Eerst moesten er met een bijl gaten in het ijs worden gemaakt. Jan begon te hakken.
O, wat was het ijs hard. De splinters spatten hem bij elken hak om de ooren, en
rinkelend vlogen zij een eind ver over de gladde ijsvlakte.
't Was een zwaar werkje. Al spoedig had Jan geen last meer van de koû, en hij
merkte, dat het niet gemakkelijk zou gaan, een gat in het ijs te hakken. Hij zuchtte
zoo hard, dat Karel er om lachen moest.
‘Toe maar, hak maar raak,’ zei hij. ‘Ik zal wel voor je zuchten.’
Jan begon te wanhopen, of hij er wel mee klaar zou komen. Maar eindelijk toch
zakte zijn bijl door het ijs. Het water drong er doorheen. Nog een paar slagen, en het
schotsje was los. Met de bijl wipte hij het stuk ijs omhoog.
‘Zie zoo, dat is er één,’ zei hij. ‘Nu den paal er in.’
‘Doe jij dat maar, dan zal ik intusschen het tweede gat hakken,’ zei Karel. Hij nam
de bijl, en trok aan 't werk. Op dit oogenblik kwam Dik Trom aanstappen. Hij kwam
eens kijken, of de jongens het klaar zouden spelen.
‘Gaat het goed?’ vroeg hij.
‘Best, Vader,’ zei Jan. ‘O, maar wat is dat ijs hard. Ik kan er bijna niet doorheen
slaan met de bijl.’
‘Ja, dat dacht ik wel. Daarom kwam ik juist even kijken.
Maar ik zie wel, dat mijn hulp niet noodig is. Hoeveel palen moeten er in?’
‘Wij dachten van zeven,’ zei Karel. ‘'t Zou met minder kunnen, maar als het dan
wat hard gaat waaien, is de tent niet sterk genoeg.’
‘Je hebt gelijk,’ zei Dik. ‘Wel, wel, wat is dat ijs gl....’
‘Glad,’ wilde hij zeggen, maar zoover kwam hij niet, want plotseling gleden zijne
beenen onder hem weg, en viel de dikke Dik met een geweldigen bom op het ijs. Het
ging zoo snel en onverwachts, dat hij eerst niet wist, wat er gebeurde Het ijs kraakte
niet zoo'n beetje, en er kwam een groote ster in.
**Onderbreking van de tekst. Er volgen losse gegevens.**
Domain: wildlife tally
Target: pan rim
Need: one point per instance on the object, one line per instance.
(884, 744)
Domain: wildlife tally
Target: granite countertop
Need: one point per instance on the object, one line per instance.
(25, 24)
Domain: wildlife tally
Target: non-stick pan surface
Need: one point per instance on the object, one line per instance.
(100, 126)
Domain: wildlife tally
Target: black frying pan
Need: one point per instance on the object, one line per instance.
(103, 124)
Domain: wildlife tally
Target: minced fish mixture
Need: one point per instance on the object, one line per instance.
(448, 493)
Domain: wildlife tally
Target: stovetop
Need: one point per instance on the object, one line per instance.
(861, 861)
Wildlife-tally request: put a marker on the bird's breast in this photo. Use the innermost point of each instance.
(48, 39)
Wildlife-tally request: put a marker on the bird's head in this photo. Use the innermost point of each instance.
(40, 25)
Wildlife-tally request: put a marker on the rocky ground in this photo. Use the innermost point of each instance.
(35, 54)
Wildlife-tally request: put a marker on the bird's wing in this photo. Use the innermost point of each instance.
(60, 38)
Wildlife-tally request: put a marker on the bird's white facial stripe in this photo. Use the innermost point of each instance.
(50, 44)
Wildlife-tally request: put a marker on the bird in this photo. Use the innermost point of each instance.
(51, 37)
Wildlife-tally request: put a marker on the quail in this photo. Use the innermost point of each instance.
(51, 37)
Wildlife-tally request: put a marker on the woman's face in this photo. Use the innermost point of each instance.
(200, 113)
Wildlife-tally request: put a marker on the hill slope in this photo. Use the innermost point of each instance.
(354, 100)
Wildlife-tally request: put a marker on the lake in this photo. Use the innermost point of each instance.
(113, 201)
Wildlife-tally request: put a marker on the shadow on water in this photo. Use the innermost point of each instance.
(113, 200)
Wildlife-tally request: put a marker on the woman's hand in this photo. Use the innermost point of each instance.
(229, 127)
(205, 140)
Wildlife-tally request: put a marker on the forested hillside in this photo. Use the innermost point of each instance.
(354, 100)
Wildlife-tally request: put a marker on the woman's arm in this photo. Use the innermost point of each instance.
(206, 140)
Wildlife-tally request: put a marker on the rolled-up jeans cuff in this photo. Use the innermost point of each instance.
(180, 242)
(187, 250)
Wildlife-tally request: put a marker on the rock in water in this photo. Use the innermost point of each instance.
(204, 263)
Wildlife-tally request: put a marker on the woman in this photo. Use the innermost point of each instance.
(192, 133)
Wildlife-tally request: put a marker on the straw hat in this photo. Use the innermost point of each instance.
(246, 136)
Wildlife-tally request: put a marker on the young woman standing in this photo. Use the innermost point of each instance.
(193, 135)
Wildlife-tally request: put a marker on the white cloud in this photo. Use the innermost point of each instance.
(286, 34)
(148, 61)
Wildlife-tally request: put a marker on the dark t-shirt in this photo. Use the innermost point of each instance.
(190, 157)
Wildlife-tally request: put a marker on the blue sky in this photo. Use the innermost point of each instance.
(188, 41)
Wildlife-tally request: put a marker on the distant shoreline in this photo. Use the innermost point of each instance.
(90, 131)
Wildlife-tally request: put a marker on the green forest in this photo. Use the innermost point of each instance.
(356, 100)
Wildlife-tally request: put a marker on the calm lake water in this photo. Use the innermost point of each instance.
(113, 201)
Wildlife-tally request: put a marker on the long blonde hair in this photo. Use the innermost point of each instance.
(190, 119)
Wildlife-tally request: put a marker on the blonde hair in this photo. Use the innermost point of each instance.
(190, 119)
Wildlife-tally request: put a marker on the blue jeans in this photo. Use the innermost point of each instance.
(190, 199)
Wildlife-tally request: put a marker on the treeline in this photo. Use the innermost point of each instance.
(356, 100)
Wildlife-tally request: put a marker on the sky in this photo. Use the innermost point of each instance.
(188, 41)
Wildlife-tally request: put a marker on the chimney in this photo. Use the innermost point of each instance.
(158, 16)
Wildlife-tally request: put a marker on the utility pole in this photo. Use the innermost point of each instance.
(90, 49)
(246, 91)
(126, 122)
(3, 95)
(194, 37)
Gelukkig bezeerde Dik zich niet, en de jongens konden er dus naar hartelust om
lachen. Doch zij gunden zich daar niet veel tijd toe, want zij moesten hard werken
om
op tijd klaar te komen. Om de beurt hakten zij een gat in het ijs, en toen Dik koud
werd, hakte hij er ook een. De tent schoot flink op. Aan drie kanten werden er zeilen
aan de palen bevestigd, en de vierde kant bleef natuurlijk open. Om acht uur waren
zij met hun arbeid gereed. Toen repten zij zich naar huis, om een oude tafel, wat
afgedankte stoelen en een paar banken te halen. Ook namen zij ieder eene vlag mêe,
en die werden aan de twee voorste palen bevestigd. Om half negen was tent kant en
klaar. Dik was al lang naar huis, want hij zag, dat de jongens zijne hulp best konden
ontberen, en hij vond het een prettiger idée voor hen, dat zij de tent geheel alleen
bouwden. Toen om half negen Mietje op het ijs verscheen, sloeg zij van verbazing
de handen in elkaar, en zij was wàt grootsch op de mooie tent, die de jongens voor
haar hadden gemaakt. En alles was gereed. Zij had er om zoo te zeggen zóó maar in
te stappen. Alleen moest zij nog melk koken en de noodige koeken bij den bakker
bestellen. De arme ziel wist geen woorden te vinden, om de jongens te bedanken
voor alles, wat zij voor haar en haar zieken man hadden gedaan.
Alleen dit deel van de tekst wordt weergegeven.